Spatial detachment as an aesthetics of imagination

What are the drives behind the recent developments in sub-Saharan African cities, and how can we understand the new forms of spatial segregation emerging in Africa’s urban spaces? These are some of the questions asked by Nielsen, Sumich and Bertelsen in their recent publication in Urban Studies.

Katembe, Maputo
Katembe, Maputo
Foto/ill.:
Oda Eiken Maraire

Hovedinnhold

“Something peculiar is happening in cities across sub-Saharan Africa: without political coordination and lacking overall synchronization of collective and governmental strategies, cities are beginning to move at a similar socio-economic velocities as if prompted by the same ‘urban engine’”.

With this captivating introduction, the authors begin their detailed and insightful analysis of the concept of enclaving in sub-Saharan African cities.

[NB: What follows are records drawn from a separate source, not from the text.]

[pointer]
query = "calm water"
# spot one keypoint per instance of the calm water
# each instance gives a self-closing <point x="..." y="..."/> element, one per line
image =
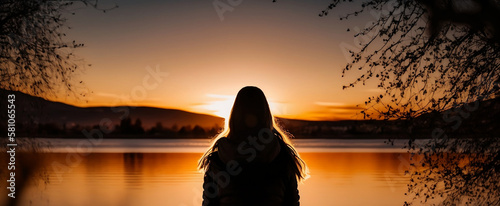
<point x="160" y="172"/>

Focusing on Mozambique, Nielsen, Sumich and Bertelsen offer three separate vignettes enlightening current changes in Maputo’s urban scene.

‘Enclaving’ is here seen as “a generative and transformative cultural orientation regarding the relationship between urban social life and the city’s built environment based on a notion of special detachment by which social actors engage with and co-produce the urban order”. The authors take this concept forward, looking into enclaving not only as a physical form of separation, but also as an ‘aesthetics of imagination’. Following this, the paper illustrates the social drive of spatial detachment, and shows how an aesthetics of imagination is represented by different social practices and spaces and various economic and political aspirations.

In contrast to American and European cities, physical separation in sub-Saharan Africa seems to be less focused around material forms of segregation, and more about the migration of spaces and material forms, the authors conclude. Enclaving as an aesthetics of imagination gives the city concreteness, solidity and magnitude without necessarily trapping it physically, and it might therefore be necessary to go beyond localized spatial fixity of enclaving to understand the contemporary urban processes in sub-Saharan Africa.